Gdy na miejscu zjawiła się powiadomiona o wszystkim policja, delikwenci spali już po zastrzykach.
– Pacjenci próbują uciekać, bo wiedzą, że są źle pilnowani. Mamy za mało personelu, a monitoring jest archaiczny i niewiele daje. Kiedyś dojdzie tu do tragedii – ostrzega Piotr Dragon, ordynator oddziału IX sądowo-psychiatrycznego. Na przymusowym leczeniu (tzw. detencji) są tu m.in. zabójcy, gwałciciele i pedofile. Nie jest to jednak więzienie, więc przebywają w niezamykanych salach i spacerują po oddziale. Ordynator wylicza, że powinno tu pracować blisko 100 osób. Pracuje tylko 37, w tym ledwie czterech pielęgniarzy. Co miesiąc zdarza się średnio pięć 12-godzinnych dyżurów, kiedy nie ma żadnego mężczyzny.

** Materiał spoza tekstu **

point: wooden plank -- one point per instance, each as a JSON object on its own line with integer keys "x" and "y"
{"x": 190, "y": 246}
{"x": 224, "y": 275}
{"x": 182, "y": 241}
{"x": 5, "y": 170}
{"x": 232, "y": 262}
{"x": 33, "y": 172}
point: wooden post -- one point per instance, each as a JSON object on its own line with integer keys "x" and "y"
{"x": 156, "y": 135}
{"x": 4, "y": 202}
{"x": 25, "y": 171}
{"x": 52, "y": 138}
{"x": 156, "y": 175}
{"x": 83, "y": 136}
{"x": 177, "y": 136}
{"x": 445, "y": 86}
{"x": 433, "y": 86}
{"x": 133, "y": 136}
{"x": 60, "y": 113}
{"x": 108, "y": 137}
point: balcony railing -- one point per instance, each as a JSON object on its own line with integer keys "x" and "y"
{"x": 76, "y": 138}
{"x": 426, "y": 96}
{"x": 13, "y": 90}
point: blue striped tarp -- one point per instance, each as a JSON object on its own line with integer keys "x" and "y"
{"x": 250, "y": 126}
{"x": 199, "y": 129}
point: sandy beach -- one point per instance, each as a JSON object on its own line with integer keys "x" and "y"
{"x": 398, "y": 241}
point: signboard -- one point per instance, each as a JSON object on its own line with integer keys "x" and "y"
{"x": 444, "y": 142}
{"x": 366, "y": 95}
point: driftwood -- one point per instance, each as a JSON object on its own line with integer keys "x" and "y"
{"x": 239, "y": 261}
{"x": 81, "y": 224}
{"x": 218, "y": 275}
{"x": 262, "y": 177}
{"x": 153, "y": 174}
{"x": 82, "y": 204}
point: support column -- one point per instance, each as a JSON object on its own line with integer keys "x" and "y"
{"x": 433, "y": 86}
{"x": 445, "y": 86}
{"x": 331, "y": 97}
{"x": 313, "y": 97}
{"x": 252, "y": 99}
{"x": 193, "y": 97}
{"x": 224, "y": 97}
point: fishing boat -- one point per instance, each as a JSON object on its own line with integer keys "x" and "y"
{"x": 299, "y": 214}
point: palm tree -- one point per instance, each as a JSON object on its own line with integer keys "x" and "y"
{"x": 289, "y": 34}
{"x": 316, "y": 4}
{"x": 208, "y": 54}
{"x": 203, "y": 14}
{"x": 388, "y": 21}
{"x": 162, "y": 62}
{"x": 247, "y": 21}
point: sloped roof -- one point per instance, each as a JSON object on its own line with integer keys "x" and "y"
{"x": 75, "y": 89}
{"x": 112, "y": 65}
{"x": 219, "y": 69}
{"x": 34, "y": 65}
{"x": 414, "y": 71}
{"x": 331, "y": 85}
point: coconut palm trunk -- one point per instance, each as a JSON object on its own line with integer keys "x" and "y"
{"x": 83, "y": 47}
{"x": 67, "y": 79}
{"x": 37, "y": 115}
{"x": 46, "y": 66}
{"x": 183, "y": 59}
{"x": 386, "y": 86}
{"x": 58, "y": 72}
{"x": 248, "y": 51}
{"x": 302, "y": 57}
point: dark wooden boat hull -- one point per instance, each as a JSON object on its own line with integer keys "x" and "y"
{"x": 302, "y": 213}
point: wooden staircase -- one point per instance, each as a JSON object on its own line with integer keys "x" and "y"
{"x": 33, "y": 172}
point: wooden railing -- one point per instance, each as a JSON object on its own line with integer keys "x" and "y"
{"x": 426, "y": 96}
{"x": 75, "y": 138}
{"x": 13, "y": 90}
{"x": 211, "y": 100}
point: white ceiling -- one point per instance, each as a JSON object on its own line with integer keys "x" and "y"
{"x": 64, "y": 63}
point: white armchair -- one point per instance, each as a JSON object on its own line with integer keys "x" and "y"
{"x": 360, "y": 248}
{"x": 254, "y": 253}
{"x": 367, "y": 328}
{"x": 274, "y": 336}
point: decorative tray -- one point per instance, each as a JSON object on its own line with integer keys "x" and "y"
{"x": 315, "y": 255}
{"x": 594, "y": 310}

– Dopiero wtedy zdajemy sobie sprawę z zagrożenia, gdy po takiego pacjenta przyjeżdża policja. Widzimy wówczas sześciu komandosów z długą bronią, którzy ubierają delikwenta w specjalny kaftan, a potem skuwają mu ręce i nogi – opowiada Piotr Dragon. W poniedziałek zaczęto szukać 25-latka z Gołkowic, który razem z 22-letnią rybniczanką zbiegł z innego oddziału. Mężczyzna trafił do szpitala po próbie samobójczej, którą podjął 1 grudnia. Po podleczeniu miał trafić do więzienia w Strzelcach Opolskich, by odsiedzieć zasądzony wyrok.